Understanding the scaling behavior of geothermal water is essential for optimizing geothermal plant performance and ensuring sustainable energy use. However, research on the effects of common ionic components in geothermal environments on scaling is still insufficient, and there is a lack of in-depth exploration of the quantitative control of ion concentrations. This study selected common ionic components based on the ionic composition of geothermal water samples and simulated a realistic geothermal environment by setting concentration gradients. Static aeration immersion experiments, combined with XRD and SEM analysis, were conducted to systematically investigate the effects of various ionic components on scaling behavior. The results indicate that CaCO 3 is the primary scaling substance in the simulated geothermal water. Ca 2+ , HCO 3 − , and SiO 3 2− significantly influence scaling. Specifically, the scaling amount increases with higher Ca 2+ concentration. HCO 3 − exhibits a nonlinear trend, with scaling initially increasing and then decreasing once its concentration exceeds approximately 1000 mg/L. This inhibition is likely due to HCO 3 − ’s pH-buffering effect, restricting its conversion to CO 3 2− and limiting CaCO 3 precipitation. SiO 3 2− significantly inhibits scaling, reducing the scaling amount by about 88.91% when its concentration increases from 0 to 200 mg/L. The effect of Mg 2+ is relatively minor, with a 13.21% reduction in scaling as its concentration increases from 0 to 50 mg/L. However, Mg 2+ notably alters the crystal phase of CaCO 3 , promoting aragonite formation.
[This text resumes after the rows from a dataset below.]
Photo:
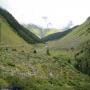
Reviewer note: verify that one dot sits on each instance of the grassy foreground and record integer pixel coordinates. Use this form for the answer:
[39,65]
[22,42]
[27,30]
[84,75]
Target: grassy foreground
[26,70]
Without Mg 2+ , CaCO 3 predominantly forms as calcite. These findings emphasize the crucial role of ionic components and their concentration gradients in scaling, providing theoretical support for effective scaling prevention and control strategies.

Suggested Citation

  • Yansong Yang & Zhouhang Li & Hua Wang, 2025. "Experimental Study on the Influence of Ion Components in Geothermal Water on Scaling Behavior," Energies, MDPI, vol. 18(4), pages 1-28, February.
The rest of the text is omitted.